Al depositar de nuevo la amoratada mano sobre la armadura, distinguió un brillante destello en la nieve. Recogió el objeto que lo despedía, tan ensangrentado que al principio no lo identificó. Al limpiarlo minuciosamente, se reveló a sus ojos una joya. La elfa no sabía a qué atenerse, estaba perpleja.

Pero antes de que acertara a preguntarse de dónde procedía, una oscura sombra se cernió sobre ella. Oyó el crujido de unas enormes alas, el pálpito de un cuerpo gigantesco.
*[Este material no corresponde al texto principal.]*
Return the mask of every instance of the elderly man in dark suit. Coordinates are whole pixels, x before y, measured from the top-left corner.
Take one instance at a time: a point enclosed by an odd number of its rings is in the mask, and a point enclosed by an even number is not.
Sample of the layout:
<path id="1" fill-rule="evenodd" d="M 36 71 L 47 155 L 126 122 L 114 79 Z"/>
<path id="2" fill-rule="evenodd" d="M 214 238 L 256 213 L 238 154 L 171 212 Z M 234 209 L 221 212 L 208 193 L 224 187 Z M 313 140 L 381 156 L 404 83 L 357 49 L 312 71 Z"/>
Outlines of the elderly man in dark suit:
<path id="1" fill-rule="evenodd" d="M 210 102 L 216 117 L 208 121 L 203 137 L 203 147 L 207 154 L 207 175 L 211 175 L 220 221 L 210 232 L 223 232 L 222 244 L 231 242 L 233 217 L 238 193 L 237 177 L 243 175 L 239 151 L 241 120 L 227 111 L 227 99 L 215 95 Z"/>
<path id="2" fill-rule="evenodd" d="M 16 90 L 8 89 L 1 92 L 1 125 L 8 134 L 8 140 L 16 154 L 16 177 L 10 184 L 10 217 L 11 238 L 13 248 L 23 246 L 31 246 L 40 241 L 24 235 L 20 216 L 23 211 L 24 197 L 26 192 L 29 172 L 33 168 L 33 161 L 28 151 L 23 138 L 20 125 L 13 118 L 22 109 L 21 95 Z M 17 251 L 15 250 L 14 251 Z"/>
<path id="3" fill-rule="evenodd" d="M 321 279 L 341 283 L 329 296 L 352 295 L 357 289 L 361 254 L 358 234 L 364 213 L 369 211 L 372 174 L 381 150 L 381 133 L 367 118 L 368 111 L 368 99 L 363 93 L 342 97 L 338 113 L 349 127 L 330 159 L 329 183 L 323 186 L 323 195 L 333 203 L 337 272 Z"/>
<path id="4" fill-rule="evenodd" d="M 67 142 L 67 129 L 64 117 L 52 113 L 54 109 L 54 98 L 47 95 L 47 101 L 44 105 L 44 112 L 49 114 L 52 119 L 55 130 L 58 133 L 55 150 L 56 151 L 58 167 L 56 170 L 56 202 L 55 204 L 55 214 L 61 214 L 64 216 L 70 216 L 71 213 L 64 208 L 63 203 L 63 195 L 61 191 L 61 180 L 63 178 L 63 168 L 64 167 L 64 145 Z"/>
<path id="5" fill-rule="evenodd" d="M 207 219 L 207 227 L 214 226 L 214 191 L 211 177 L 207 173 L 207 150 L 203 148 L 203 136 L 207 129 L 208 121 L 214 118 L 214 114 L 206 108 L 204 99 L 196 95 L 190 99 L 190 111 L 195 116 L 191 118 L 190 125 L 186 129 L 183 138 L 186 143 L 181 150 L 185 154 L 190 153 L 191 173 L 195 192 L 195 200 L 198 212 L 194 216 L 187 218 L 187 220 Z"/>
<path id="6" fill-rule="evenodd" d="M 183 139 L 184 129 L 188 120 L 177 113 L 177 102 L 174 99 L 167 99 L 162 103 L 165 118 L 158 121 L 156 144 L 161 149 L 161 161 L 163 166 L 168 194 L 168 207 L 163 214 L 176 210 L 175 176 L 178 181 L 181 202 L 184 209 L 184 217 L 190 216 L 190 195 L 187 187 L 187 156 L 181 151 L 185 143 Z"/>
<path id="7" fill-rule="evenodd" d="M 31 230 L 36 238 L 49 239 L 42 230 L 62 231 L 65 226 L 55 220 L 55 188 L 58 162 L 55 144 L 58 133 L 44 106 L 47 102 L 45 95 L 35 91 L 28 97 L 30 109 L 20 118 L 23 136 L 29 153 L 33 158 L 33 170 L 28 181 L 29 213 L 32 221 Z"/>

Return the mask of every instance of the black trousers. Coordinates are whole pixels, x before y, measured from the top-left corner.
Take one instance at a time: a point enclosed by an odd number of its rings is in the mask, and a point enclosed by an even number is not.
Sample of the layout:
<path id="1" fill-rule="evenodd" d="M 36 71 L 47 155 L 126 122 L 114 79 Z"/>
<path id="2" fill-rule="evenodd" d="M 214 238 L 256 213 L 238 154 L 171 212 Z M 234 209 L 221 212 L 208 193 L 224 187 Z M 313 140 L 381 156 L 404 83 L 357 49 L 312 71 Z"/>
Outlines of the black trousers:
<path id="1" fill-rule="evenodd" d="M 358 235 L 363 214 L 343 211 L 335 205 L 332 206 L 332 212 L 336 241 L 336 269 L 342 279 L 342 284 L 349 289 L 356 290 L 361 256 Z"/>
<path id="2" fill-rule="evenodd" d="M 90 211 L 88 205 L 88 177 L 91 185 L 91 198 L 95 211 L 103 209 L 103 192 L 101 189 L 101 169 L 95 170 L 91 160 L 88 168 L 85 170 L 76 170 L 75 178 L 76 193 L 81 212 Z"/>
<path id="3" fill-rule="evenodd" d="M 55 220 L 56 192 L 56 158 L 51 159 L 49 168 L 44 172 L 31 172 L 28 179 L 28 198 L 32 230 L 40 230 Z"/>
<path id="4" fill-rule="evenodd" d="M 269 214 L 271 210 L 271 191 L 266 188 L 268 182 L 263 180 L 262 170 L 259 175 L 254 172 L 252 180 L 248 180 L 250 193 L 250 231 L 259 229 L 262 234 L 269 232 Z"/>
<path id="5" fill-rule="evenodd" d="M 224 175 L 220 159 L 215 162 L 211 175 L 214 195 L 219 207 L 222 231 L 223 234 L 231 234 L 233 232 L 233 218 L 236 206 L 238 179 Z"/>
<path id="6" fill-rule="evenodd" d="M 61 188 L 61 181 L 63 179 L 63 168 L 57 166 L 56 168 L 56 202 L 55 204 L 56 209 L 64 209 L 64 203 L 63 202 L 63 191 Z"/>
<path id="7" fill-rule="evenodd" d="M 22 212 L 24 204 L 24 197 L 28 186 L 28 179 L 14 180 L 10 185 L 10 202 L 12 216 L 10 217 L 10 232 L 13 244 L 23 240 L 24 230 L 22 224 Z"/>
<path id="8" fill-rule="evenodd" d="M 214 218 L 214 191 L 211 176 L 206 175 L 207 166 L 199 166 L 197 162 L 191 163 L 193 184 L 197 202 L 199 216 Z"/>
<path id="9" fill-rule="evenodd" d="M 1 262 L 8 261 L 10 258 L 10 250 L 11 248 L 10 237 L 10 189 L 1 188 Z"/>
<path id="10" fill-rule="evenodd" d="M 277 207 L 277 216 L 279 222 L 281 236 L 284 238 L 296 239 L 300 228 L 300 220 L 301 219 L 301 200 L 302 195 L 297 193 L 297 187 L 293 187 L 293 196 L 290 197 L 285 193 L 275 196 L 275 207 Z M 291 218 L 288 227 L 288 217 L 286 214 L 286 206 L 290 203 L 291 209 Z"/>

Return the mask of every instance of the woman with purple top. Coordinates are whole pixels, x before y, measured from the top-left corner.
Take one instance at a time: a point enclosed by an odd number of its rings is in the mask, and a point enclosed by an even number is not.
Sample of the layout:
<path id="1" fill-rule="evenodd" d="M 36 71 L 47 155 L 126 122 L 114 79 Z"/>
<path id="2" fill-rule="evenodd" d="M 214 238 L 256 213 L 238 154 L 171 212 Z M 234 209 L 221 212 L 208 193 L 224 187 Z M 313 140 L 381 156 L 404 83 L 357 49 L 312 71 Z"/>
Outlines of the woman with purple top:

Asustada, se puso en pie y dio media vuelta.

Un dragón azul se disponía a aterrizar a su espalda. La quebrantada piedra cedió bajo sus garras y, al sentirse desprovista de apoyo, la criatura batió las alas. En la silla del ancho lomo un Señor del Dragón estudiaba a Laurana, con ojos impenetrables tras la horrenda máscara.

La elfa dio un paso atrás, presa del pánico. La dragonlance se deslizó por su mano inerte y también la joya, que cayó en la nieve. Quiso escapar, pero no tenía dónde ir. Se desplomó sobre el suelo, al lado de Sturm, sacudida por violentos temblores.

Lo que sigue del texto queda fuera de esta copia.